Re: [BuildStream] Merging 'git_tag' and 'git'
- From: William Salmon <will salmon codethink co uk>
- To: buildstream-list gnome org
- Subject: Re: [BuildStream] Merging 'git_tag' and 'git'
- Date: Thu, 16 Jan 2020 10:56:09 +0000
On 14/01/2020 18:50, Sander Striker via buildstream-list wrote:
Hi,
I'm not convinced we want to reconsolidate got and git_tag plugins. I'm
primarily worried about feature creep, maintaining an intuitive and
consistent UI at least when it comes to the CLI and "core" plugins.
I'm pretty confused by `maintaining an intuitive and consistent UI`,
given its my understanding that all Tom's changes are only additive (I
don't think behavior will change unless turned on in the bst file) and
as far as I understand do not effect CLI at all.
As Jurg points out the tracking behavior is very specific, and not
necessarily intuitive. I think having a UI where a tracking
branch and additional branches are configured differently but are
considered equivalent is not great.
I think Tom has plans to work out Jurgs comments so i will ignore this.
I think that projects will end up with different tracking strategies and
I wonder by implementing one should we implement them all? Or keep
[git] tracking simple and leave complex tracking external
(e.g.manipulating .bst files directly based on project specific setups)
or to specialized plugins?
I also think given both freedesktop and gnome meta who both have a lot
of users have both chose to use the git_tag plugin lends weight to the
already good idea of allowing you to only track releases. But so long as
those contributing are willing to maintain there patches I don't really
see a issue with supporting a number of entirely optional strategies.
That said
A lot of work has been put in to allowing plugins to live out side of
build stream and i am generally in favor of effort being put in to
allowing plugins to be very good citizens, I think effort would be
better put in to making it easier to use external plugins than moving
functionality in to core.
But I did not think we as a community had said that this needs to stop
the most useful features of plugins that extend core plugins being move
in to core.
The model hear of successfully maintaining and developing external
plugins and then picking there most commonly used features in to core
seems like a very sensible model to me.
Given that in our consensus of silence Tom had done all the work I think
we should merge these changes, once Jurgs comments have been addressed.

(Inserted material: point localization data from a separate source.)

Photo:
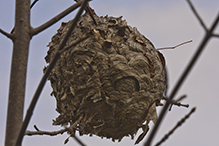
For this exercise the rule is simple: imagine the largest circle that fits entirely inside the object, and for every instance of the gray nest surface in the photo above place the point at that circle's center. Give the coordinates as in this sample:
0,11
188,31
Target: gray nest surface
113,78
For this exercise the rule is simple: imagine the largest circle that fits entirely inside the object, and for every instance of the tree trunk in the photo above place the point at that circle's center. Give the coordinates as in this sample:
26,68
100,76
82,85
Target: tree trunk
18,71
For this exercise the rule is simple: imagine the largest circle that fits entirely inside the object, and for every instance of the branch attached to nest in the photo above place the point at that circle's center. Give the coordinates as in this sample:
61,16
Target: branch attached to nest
69,129
7,34
55,19
176,102
177,126
34,2
175,46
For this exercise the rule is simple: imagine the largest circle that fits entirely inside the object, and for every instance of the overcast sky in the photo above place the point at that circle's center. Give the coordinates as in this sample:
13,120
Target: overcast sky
165,23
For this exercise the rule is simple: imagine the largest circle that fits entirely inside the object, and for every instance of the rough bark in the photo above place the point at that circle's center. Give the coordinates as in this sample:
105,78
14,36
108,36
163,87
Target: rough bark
113,79
18,71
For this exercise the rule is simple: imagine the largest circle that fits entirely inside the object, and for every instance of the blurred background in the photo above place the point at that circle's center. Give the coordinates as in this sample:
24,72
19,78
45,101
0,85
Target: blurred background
165,23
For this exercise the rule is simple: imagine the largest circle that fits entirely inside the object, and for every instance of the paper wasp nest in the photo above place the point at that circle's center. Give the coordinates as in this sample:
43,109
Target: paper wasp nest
113,79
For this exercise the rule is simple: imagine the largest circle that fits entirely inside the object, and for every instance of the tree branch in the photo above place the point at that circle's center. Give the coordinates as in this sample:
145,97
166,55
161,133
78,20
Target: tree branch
35,1
215,35
176,102
55,19
201,47
10,36
177,126
175,46
88,9
197,15
45,76
69,129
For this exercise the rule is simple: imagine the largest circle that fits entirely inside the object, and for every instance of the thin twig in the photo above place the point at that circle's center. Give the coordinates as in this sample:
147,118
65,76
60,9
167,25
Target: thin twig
53,133
74,43
45,76
31,6
52,21
175,46
176,102
197,15
215,35
177,126
69,129
87,9
10,36
34,2
201,47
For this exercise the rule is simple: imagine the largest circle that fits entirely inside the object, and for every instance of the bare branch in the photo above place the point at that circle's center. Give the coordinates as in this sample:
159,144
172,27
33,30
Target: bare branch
69,129
177,126
35,1
10,36
196,14
45,76
55,19
53,133
215,35
88,9
176,102
191,64
175,46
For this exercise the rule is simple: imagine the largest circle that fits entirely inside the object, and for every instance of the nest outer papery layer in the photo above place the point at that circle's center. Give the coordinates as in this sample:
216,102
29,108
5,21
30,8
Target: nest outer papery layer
113,78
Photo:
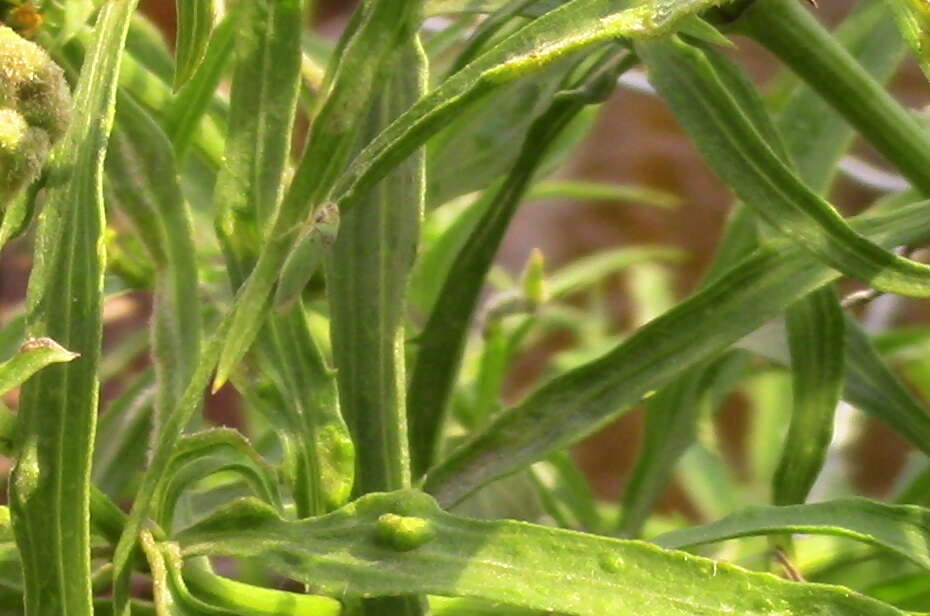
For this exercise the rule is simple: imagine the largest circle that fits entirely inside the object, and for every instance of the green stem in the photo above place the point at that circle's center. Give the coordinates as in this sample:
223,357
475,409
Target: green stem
790,32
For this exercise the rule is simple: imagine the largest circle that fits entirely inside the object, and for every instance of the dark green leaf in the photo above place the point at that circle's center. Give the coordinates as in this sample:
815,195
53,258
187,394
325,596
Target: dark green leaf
50,486
195,24
385,542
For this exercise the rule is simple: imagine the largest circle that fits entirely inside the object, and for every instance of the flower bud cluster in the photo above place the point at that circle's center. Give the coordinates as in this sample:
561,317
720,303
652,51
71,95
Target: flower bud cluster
35,105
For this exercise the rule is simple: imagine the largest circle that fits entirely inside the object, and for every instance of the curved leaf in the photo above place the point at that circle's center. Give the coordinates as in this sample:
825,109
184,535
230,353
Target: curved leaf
728,140
580,401
904,529
195,24
33,355
402,542
50,485
443,338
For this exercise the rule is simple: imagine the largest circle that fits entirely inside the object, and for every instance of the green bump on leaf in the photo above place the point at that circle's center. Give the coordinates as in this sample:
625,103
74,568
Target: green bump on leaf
404,533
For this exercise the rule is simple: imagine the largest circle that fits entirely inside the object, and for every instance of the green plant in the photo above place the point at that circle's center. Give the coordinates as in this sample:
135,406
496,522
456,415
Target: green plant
338,290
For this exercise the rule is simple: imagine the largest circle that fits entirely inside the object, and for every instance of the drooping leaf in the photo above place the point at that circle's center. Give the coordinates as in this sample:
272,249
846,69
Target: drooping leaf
367,272
374,34
913,18
789,31
142,183
33,355
724,133
420,548
816,336
263,104
195,25
578,402
197,96
444,335
322,176
900,528
50,485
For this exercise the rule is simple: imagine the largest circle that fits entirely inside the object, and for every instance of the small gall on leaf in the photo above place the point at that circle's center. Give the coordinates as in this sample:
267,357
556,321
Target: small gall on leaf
404,533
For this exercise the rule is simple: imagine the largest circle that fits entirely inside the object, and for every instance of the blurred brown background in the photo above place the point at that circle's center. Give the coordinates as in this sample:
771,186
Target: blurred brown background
636,141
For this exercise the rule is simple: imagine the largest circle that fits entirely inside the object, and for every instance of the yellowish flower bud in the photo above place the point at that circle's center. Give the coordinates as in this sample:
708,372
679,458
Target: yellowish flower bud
35,105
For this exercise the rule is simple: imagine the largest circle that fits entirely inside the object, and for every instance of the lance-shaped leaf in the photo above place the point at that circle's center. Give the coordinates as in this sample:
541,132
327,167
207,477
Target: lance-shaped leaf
142,182
443,339
901,528
816,331
123,435
33,355
195,24
191,591
671,424
263,103
794,35
418,547
196,98
49,488
367,272
577,25
724,134
913,18
580,401
374,35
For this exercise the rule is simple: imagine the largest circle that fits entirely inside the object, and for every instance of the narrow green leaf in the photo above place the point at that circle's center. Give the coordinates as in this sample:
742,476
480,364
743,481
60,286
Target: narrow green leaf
366,272
482,143
195,25
900,528
374,35
816,330
67,17
575,404
194,99
201,454
565,493
815,134
734,148
123,436
602,191
789,31
385,543
246,599
33,355
49,488
263,104
443,338
142,182
671,424
874,388
577,25
171,595
450,7
574,26
913,18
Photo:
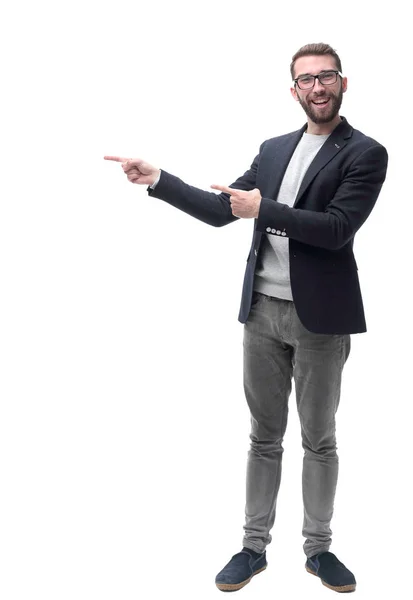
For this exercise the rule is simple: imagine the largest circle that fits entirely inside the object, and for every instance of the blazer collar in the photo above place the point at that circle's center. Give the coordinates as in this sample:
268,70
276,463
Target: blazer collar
283,153
333,145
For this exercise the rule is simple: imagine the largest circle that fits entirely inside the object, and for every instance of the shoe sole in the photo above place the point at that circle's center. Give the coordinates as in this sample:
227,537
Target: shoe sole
233,587
337,588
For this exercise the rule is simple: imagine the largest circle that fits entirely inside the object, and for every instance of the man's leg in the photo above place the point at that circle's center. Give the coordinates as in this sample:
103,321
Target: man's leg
318,364
267,384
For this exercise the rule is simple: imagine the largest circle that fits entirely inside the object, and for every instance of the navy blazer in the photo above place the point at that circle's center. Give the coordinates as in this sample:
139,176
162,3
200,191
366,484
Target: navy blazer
337,194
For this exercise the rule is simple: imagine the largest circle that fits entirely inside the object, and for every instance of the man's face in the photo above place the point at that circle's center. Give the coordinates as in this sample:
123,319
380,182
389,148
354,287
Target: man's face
322,102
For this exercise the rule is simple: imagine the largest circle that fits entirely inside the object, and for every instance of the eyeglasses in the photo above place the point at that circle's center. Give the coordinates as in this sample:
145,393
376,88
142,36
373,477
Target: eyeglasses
306,82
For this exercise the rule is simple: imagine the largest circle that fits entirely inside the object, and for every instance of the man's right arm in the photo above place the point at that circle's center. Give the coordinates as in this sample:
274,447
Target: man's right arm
213,209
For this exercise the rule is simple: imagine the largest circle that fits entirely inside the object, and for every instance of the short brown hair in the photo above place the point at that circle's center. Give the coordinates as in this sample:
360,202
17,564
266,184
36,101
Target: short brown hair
315,50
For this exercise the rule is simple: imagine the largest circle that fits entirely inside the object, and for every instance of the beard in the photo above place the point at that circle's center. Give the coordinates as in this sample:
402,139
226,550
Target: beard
322,116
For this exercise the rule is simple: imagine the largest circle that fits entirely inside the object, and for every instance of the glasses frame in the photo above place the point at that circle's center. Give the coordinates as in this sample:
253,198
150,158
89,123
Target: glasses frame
318,77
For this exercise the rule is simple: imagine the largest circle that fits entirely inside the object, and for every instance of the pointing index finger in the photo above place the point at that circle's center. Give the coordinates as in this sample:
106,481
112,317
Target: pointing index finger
116,158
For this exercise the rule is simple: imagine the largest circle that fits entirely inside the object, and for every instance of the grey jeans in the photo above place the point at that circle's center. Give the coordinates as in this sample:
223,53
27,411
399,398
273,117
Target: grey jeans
278,347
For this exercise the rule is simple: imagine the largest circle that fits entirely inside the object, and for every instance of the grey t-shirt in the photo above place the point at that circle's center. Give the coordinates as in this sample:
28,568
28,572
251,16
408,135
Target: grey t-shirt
272,275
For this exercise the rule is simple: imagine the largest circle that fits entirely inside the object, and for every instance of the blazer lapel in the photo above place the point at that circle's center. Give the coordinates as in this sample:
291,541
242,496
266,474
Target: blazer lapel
280,158
334,145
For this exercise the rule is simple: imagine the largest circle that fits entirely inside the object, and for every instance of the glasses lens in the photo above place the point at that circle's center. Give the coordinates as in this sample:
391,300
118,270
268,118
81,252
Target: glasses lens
328,77
306,82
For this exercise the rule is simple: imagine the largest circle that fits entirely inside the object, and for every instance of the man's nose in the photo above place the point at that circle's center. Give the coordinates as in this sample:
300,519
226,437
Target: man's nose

Would you expect the same behavior implemented in other core source SCM
plugins?
All our plugins have some differences in tracking as mandated by the
underlying programs actual behavior. But maybe if a user of a different
plugin likes the git way then they could add the optional feature too,
given this is a additive change I don't think this should block the
change in git.
A lot of work has gone in to making a consistent CLI and this seems to
have been broadly positive. And making plugins less consistent seems bad
especially for required fields but all our plugins have slightly
different bst fields as the underlying programs are different.
Cheers,
Sander
On Tue, Jan 14, 2020, 18:43 Jürg Billeter <j bitron ch
<mailto:j bitron ch>> wrote:
Hi Tom,
On Mon, 2020-01-06 at 15:22 +0000, Tom Mewett via buildstream-list
wrote:
> [...]
>
> [!1774]
> https://gitlab.com/BuildStream/buildstream/merge_requests/1774
>
> The main additions to 'git_tag' are:
>
> 1. It will fetch only the given ref when given an exact tag ref
> (*-0-g*)
> 2. It can be configured to choose the latest tagged commit when
> tracking
> 3. It can track multiple branches; it chooses the latest
> commit/tag found on any when tracking
>
> As I see it, (1) and (3) are uncontroversial and could be added right
> away. I welcome any comments on this.
Can you please elaborate on the use case for (3)? I can't currently
think of a scenario where tracking the latest commit/tag from multiple
branches (by comparing commit dates) would be useful and robust.
If you specify multiple release branches that are all being maintained
or master + a release branch, wouldn't this risk `bst source track`
jumping between branches?
E.g., let's say we're tracking master and a release branch (1.8). A
release is tagged in the release branch, 1.8.2. `bst source track` will
use that tag. On the next day 1.9.1 is tagged in master. `bst source
track` will thus switch to 1.9.1. A week later the release branch gets
a bugfix release, 1.8.3. Now `bst source track` will switch from 1.9.1
to 1.8.3, which doesn't make sense to me.
Is there a way this feature can be used without this issue?
I did suggest tracking of multiple branches in #220 almost two years
ago, however, with a difference. I suggested the list of branches to be
considered candidate branches and the first branch that exists would be
tracked. The idea of this was that it would allow specifying release
branches that haven't been created yet. This should be more robust
(assuming the upstream project does not delete release branches).